AI ‘euphoria’ and EV bets drive South Korea market rally
Roula Khalaf, Editor of the FT, selects her favourite stories in this weekly newsletter.
South Korea’s $1.8tn stock market is approaching bull market territory, as foreign investors pile into AI stocks and local investors snatch up EV battery-related shares.
The tech-heavy Kospi has rallied 18 per cent this year, joining a surge of other indices in the region, including Japan’s Topix and Taiwan’s Taiex, that has been driven in large part by searing gains for chipmaker shares.
In contrast, Chinese stocks are falling over doubts about its economic recovery, with Hong Kong’s Hang Seng down 2 per cent this year and CSI 300, China’s key benchmark of onshore-listed companies, down 1 per cent.
Global funds bought a net Won12tn ($9.5bn) of Korean shares this year after a three-year hiatus, spending about Won10.5tn on Samsung Electronics stock.
The rally has been driven by technology hardware exporters, with foreign investors returning to emerging markets as concerns over the impact of the US Fed’s rate raising cycle ease. It follows a deep rout last year, triggered by rate hikes, high inflation and South Korea’s slowing economy.
Samsung Electronics, which accounts for over 20 per cent of the Kospi index, is the biggest contributor, surging nearly 40 per cent from a September low.
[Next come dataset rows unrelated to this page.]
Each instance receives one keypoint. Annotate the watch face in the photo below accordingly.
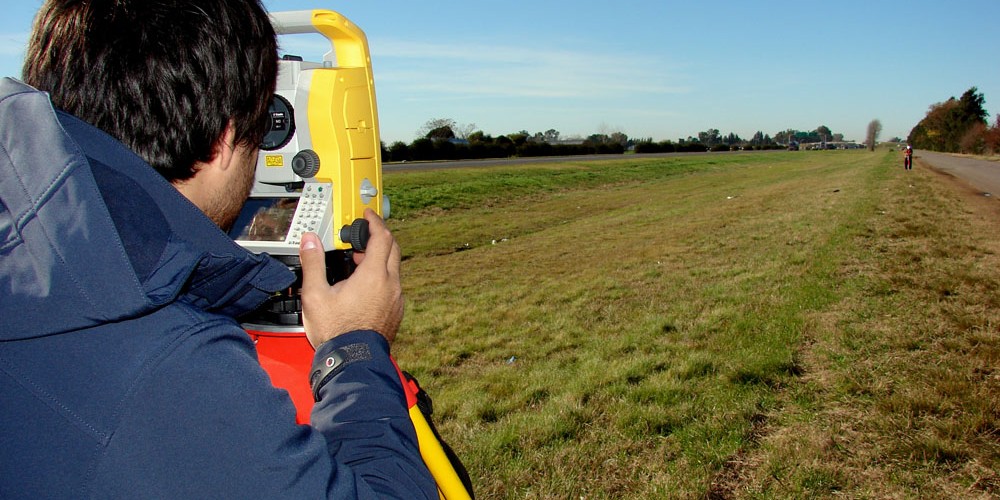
(280, 124)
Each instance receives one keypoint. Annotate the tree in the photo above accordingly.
(871, 136)
(947, 124)
(437, 124)
(441, 133)
(463, 131)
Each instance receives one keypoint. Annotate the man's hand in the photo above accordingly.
(371, 299)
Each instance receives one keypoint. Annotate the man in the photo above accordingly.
(122, 369)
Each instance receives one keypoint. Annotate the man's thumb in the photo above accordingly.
(313, 261)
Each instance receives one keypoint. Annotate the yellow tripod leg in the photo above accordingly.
(450, 487)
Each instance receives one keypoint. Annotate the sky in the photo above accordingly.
(657, 69)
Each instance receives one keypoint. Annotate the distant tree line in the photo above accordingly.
(445, 139)
(957, 126)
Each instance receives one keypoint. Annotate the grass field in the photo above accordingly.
(727, 326)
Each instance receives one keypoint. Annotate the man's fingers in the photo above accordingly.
(313, 260)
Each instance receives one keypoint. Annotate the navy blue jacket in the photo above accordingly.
(122, 371)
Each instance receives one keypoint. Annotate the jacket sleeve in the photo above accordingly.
(205, 422)
(363, 414)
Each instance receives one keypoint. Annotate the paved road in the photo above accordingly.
(983, 175)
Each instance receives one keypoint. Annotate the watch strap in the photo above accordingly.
(326, 366)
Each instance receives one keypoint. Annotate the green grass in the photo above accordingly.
(704, 325)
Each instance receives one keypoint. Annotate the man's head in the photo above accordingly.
(165, 77)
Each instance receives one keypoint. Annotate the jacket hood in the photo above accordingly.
(90, 233)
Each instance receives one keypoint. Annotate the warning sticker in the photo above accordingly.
(274, 160)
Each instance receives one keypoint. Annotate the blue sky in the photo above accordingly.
(660, 69)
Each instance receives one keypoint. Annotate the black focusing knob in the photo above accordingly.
(305, 164)
(356, 234)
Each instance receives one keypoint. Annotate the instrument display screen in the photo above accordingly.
(265, 219)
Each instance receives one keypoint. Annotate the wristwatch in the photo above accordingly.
(326, 366)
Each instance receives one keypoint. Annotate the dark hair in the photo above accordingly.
(164, 77)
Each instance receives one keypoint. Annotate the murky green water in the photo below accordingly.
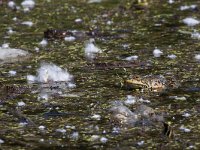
(133, 31)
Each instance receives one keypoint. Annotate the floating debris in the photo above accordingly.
(91, 50)
(49, 72)
(94, 1)
(11, 54)
(157, 52)
(94, 137)
(1, 141)
(78, 20)
(103, 139)
(130, 100)
(186, 115)
(190, 21)
(140, 143)
(61, 130)
(28, 4)
(12, 72)
(182, 128)
(28, 23)
(20, 104)
(186, 7)
(195, 35)
(172, 56)
(74, 136)
(70, 38)
(12, 4)
(197, 56)
(43, 43)
(41, 127)
(183, 98)
(131, 58)
(5, 45)
(96, 117)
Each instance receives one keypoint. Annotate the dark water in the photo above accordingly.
(135, 29)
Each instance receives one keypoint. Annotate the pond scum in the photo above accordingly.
(68, 91)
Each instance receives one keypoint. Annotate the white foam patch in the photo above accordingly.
(96, 117)
(12, 72)
(41, 127)
(103, 139)
(131, 58)
(11, 4)
(70, 38)
(184, 129)
(27, 23)
(190, 21)
(6, 53)
(170, 1)
(197, 56)
(157, 52)
(91, 50)
(20, 104)
(171, 56)
(51, 73)
(30, 4)
(61, 130)
(1, 141)
(130, 100)
(5, 45)
(186, 7)
(195, 35)
(94, 1)
(43, 43)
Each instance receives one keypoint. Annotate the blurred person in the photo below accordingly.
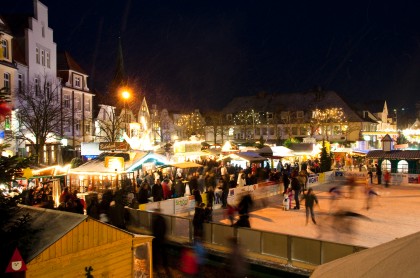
(387, 178)
(197, 196)
(224, 186)
(93, 209)
(335, 194)
(210, 196)
(157, 191)
(378, 173)
(200, 255)
(159, 230)
(144, 193)
(296, 190)
(241, 179)
(310, 198)
(238, 267)
(208, 213)
(166, 189)
(230, 213)
(370, 193)
(198, 220)
(351, 182)
(370, 174)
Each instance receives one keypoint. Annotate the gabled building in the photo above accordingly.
(277, 117)
(8, 73)
(77, 101)
(35, 59)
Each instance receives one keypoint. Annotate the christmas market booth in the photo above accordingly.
(277, 155)
(112, 170)
(75, 245)
(403, 164)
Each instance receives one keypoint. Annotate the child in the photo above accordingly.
(230, 213)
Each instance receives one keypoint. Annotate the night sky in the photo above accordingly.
(200, 54)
Fellow chipmaker SK Hynix also provided the second-biggest boost as overseas investors bet that the global AI race will fuel demand for chips, following the launch of ChatGPT in November and Nvidia’s recent rally.
“The AI-related euphoria served as a trigger for the chipmakers’ rally on top of growing expectations for the industry’s upturn in the second half,” said Lee Chai-won, chair of Life Asset Management.
Local investors are buying shares of companies that are part of the EV supply chain. Korean battery producers and manufacturers are expected to benefit from the rapid expansion of the global EV market and the US Inflation Reduction Act, which is aimed at curbing China’s control of the green energy sector.
LG Energy Solution, the world’s second-largest battery maker, has shot up 38 per cent so far this year, while steelmaker Posco Holdings, whose subsidiaries have made a series of upstream investments in the global battery supply chain, has rallied 42 per cent.
Shares of the country’s four biggest K-pop agencies — Hybe, SM Entertainment, YG Entertainment, JYP Entertainment — have all gone up by at least a third this year, double the Kospi’s advance and outperforming global recording labels such as Universal Music Group and Warner Music Group.
“There are still some macroeconomic risks but investors seem to think that the worst is over,” said James Lim, an analyst at US hedge fund Dalton Investments. “They are flocking to sectors with secular, structural growth regardless of the economic cycle, such as batteries, AI and entertainment.”
Lim added that Korean shares still remain largely cheap, with the Kospi index trading at a price-to-book ratio of below one times, compared with two times for Taiwan’s Taiex and Japan’s Nikkei index, and over four times for the US S&P 500 index.
But analysts also expressed caution, noting that Samsung Electronics and SK Hynix, which both produce advanced memory chips in China, have found themselves caught up in the intensifying tech rivalry between Washington and Beijing.
In a recent note, analysts from Fitch Ratings argued that the two chipmakers’ credit profiles “can absorb” recent measures including US export controls on advanced chip technology and a Chinese ban on chips made by US rival Micron.
However, they acknowledged that “more extreme rulings or bans” could impact Samsung and SK Hynix’s ratings.
Choi Joon-chul, head of VIP Research & Management, also argued that “some of the battery-related shares are overshooting their fundamentals,” noting they were being driven by demand from enthusiastic Korean retail investors.
“Foreign funds are flowing into the market again after heavy selling last year,” said Lee. “But there is a limit with this technical rebound, without improvements in fundamentals.”